I read the note once again and hesitated.

‘Do you frequent this type of venue, Don Pedro?’

‘I haven’t paid for a woman since I was fifteen years old and then, technically, it was my father who paid,’ replied Vidal without bragging. ‘But don’t look a gift horse in the mouth…’

‘I don’t know, Don Pedro…’

‘Of course you know.’

Vidal patted me on the back as he walked towards the door.

‘There are seven hours left to midnight,’ he said. ‘You might like to have a nap and gather your strength.’

I looked out of the window and saw him approach the car. Manuel opened the door and Vidal flopped onto the back seat. I heard the engine of the Hispano-Suiza deploy its symphony of pistons. At that moment Cristina looked up towards my window. I smiled at her, but realised that she didn’t remember who I was. A moment later she looked away and Vidal’s grand carriage sped off towards its own world.

3

In those days, the street lamps and illuminated signs of Calle Nou de la Rambla projected a corridor of light through the shadows of the Raval quarter. On either pavement, cabarets, dance halls and other ill-defined venues jostled cheek by jowl with all-night establishments that specialised in arcane remedies for venereal diseases, condoms and douches, while a motley crew, from gentlemen of some cachet to sailors from ships docked in the port, mixed with all sorts of extravagant characters who lived only for the night. On either side of the street, narrow alleyways, buried in mist, housed a string of brothels of ever-decreasing quality.

El Ensueño occupied the top storey of a building. On the ground floor was a music hall with large posters depicting a dancer clad in a diaphanous toga that did nothing to hide her charms, holding in her arms a black snake whose forked tongue seemed to be kissing her lips.

‘Eva Montenegro and the Tango of Death’, the poster announced in bold letters. ‘The Queen of the Night, for six evenings only – no further performances. With the guest appearance of Mesmero, the mind reader who will reveal your most intimate secrets.’
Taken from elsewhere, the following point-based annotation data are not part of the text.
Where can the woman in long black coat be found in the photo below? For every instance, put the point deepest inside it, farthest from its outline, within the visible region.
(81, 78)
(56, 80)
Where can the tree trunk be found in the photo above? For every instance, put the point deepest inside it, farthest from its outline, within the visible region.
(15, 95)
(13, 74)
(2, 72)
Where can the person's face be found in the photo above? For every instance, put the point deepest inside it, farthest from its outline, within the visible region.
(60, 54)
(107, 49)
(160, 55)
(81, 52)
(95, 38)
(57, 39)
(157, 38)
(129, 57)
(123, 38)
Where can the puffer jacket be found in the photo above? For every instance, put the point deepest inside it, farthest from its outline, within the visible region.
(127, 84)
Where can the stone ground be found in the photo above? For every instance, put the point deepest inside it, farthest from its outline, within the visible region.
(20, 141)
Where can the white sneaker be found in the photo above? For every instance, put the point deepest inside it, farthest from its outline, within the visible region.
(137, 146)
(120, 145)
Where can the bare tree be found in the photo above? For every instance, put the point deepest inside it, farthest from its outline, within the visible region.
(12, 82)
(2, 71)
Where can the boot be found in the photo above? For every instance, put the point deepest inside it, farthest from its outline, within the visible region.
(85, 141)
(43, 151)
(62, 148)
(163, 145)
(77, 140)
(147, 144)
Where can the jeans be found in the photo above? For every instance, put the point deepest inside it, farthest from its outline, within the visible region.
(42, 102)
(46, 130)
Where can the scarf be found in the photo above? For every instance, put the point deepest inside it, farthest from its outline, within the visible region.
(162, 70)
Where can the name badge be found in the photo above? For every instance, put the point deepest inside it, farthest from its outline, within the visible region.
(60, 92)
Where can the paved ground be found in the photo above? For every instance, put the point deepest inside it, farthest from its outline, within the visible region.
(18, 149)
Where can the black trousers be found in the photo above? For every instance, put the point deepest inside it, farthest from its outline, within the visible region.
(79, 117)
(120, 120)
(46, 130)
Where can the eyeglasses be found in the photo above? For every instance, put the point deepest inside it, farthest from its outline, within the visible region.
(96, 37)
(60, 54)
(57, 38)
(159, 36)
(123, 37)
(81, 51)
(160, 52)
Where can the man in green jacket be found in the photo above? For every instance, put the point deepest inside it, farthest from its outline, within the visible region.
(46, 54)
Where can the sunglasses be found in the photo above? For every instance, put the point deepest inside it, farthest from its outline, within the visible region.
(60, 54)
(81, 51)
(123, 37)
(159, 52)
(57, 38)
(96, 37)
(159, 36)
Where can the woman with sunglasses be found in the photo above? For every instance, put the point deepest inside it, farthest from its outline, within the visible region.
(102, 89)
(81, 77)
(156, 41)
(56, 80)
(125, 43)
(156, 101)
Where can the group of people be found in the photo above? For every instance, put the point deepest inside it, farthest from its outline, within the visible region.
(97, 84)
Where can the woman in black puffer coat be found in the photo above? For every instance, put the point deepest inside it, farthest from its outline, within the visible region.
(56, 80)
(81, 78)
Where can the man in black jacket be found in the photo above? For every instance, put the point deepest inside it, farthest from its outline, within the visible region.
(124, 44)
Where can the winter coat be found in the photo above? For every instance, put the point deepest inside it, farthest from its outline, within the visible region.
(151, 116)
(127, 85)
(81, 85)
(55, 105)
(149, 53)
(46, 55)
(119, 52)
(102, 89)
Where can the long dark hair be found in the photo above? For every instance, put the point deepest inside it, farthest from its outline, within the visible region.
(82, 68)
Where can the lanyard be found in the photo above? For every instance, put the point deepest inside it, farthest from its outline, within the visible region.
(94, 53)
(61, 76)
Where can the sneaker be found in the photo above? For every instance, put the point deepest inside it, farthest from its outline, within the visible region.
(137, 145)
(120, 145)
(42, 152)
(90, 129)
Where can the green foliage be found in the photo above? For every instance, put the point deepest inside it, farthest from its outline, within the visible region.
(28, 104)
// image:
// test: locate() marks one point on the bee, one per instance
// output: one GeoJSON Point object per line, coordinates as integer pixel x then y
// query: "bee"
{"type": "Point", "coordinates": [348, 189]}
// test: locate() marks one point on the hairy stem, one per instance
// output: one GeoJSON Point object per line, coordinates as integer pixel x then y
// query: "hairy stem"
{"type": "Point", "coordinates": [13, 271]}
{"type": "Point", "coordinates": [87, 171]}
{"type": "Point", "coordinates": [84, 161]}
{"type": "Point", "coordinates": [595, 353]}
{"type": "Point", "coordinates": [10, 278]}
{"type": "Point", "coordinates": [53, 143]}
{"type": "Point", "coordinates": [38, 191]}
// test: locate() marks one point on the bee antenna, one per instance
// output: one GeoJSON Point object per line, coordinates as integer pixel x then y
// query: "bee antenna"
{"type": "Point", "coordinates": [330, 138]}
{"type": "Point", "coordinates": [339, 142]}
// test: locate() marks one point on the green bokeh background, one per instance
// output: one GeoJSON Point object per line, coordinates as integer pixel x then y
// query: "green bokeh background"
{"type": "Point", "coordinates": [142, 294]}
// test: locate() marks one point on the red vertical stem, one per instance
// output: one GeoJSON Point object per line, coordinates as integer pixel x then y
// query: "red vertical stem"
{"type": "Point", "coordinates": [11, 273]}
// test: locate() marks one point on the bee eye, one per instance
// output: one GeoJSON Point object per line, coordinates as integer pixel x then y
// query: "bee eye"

Next to the main entrance was a narrow door behind which rose a long staircase with its walls painted red. I went up the stairs and stood in front of a large carved oak door adorned with a brass knocker in the shape of a nymph wearing a modest clover leaf over her pubis. I knocked a couple of times and waited, shying away from my reflection in the tinted mirror that covered most of the adjoining wall. I was debating the possibility of hotfooting it out of the place when the door opened and a middle-aged woman, her hair completely white and tied neatly in a bun, smiled at me calmly.

‘You must be Señor David Martín.’

Nobody had ever called me ‘señor’ in all my life, and the formality caught me by surprise.